China’s consumer-price index increased 2.3% in November from a year earlier, a quicker pace than a 2.1% year-over-year gain in October, the National Bureau of Statistics said Friday. The key inflation reading slightly outpaced the median forecast for a 2.2% gain from a Wall Street Journal survey of 14 economists. “The big picture is that China’s stimulus-driven recovery has stoked domestic price pressure this year,” said Julian Evans-Pritchard, an economist at Capital Economics. A big factor in higher prices was fresh vegetable prices, which climbed 15.8% from a year earlier last month, lifting the headline CPI figure by about 0.37 percentage point.
Chinese investors have rushed to bet on vegetable prices rising, especially garlic, with such speculation fueled by the latest round of monetary easing, economists have said. Garlic prices, which have almost doubled this year, have caught officials’ attention. Last month, Li Pumin, a spokesman for the nation’s economic-planning agency, said that the government is working to curb speculation by boosting supplies.
Liu Yun, a 62-year-old sanitation worker buying groceries in Beijing, said vegetable prices, including lettuce, asparagus and garlic, have jumped faster than pork or other meats lately. Cabbage prices in particular have doubled in the past six months, she added. To save money, Ms. Liu said she checks food-price indexes in the local newspaper and shops in supermarkets where produce is often less expensive than at local fruit markets while sometimes not as fresh. “Food is getting so expensive,” she said. Gasoline and diesel prices were up 4.6% and 6.0% respectively. Higher prices at the factory gate were caused by higher coal, steel and other commodity prices last month and by increased domestic demand fueled by infrastructure spending, economists said. Another factor, they said, are state-directed capacity cuts in the steel and coal industries.
China’s producer-price index rose 3.3% in November from a year earlier, compared with a 1.2% on-year increase in October. The PPI increased 1.5% in November from a month earlier. In October, it rose 0.7% from the preceding month. Economists’ median forecast had been for only a 2.4% increase.

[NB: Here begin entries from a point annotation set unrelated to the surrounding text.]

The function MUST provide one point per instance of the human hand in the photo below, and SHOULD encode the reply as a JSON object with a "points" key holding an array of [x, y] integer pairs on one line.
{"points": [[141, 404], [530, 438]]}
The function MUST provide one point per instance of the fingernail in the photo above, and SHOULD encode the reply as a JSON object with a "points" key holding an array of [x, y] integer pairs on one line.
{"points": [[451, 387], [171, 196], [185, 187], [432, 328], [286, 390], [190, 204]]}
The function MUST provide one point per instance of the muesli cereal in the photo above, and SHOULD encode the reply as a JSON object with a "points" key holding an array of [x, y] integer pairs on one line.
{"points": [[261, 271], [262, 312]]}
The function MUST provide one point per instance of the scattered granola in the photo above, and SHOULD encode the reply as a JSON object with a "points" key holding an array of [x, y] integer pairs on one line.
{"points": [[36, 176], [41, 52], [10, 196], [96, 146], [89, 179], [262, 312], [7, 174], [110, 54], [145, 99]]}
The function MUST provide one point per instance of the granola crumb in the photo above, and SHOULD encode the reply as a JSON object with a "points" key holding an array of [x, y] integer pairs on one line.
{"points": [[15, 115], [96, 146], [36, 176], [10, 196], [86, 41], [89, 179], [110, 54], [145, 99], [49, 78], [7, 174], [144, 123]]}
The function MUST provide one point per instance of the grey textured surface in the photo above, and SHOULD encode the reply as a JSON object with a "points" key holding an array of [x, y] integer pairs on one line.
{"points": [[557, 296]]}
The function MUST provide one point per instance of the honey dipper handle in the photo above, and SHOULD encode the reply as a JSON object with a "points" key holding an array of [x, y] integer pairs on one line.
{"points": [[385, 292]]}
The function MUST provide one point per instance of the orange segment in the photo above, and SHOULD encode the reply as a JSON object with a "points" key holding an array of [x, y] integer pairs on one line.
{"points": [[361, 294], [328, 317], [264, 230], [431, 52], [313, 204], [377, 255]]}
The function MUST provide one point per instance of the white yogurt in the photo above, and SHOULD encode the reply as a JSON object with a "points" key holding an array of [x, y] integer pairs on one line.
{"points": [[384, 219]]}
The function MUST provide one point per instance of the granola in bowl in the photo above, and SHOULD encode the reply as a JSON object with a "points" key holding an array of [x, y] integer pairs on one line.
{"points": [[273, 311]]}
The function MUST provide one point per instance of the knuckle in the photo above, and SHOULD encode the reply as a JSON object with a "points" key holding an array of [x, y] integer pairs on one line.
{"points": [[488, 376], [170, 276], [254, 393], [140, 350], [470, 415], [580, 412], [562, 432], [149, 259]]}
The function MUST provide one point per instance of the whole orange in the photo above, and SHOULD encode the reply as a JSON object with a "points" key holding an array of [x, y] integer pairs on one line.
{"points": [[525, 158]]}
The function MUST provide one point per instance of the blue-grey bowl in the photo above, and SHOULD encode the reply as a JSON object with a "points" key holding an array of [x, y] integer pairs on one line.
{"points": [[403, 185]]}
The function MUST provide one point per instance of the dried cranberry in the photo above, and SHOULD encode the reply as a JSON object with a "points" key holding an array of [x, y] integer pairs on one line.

Beijing in coming months is likely to keep a close eye on the price indexes to prevent asset bubbles and excessive credit, economists said. In recent months, restrictions have been imposed on property buyers in major cities in a bid to dampen speculation.“Inflation looks modest now but the upward trend is worrisome,” said Liu Xuezhi, an economist at Bank of Communications. It is only a matter of time before higher industrial prices will be passed onto consumers, Mr. Liu said.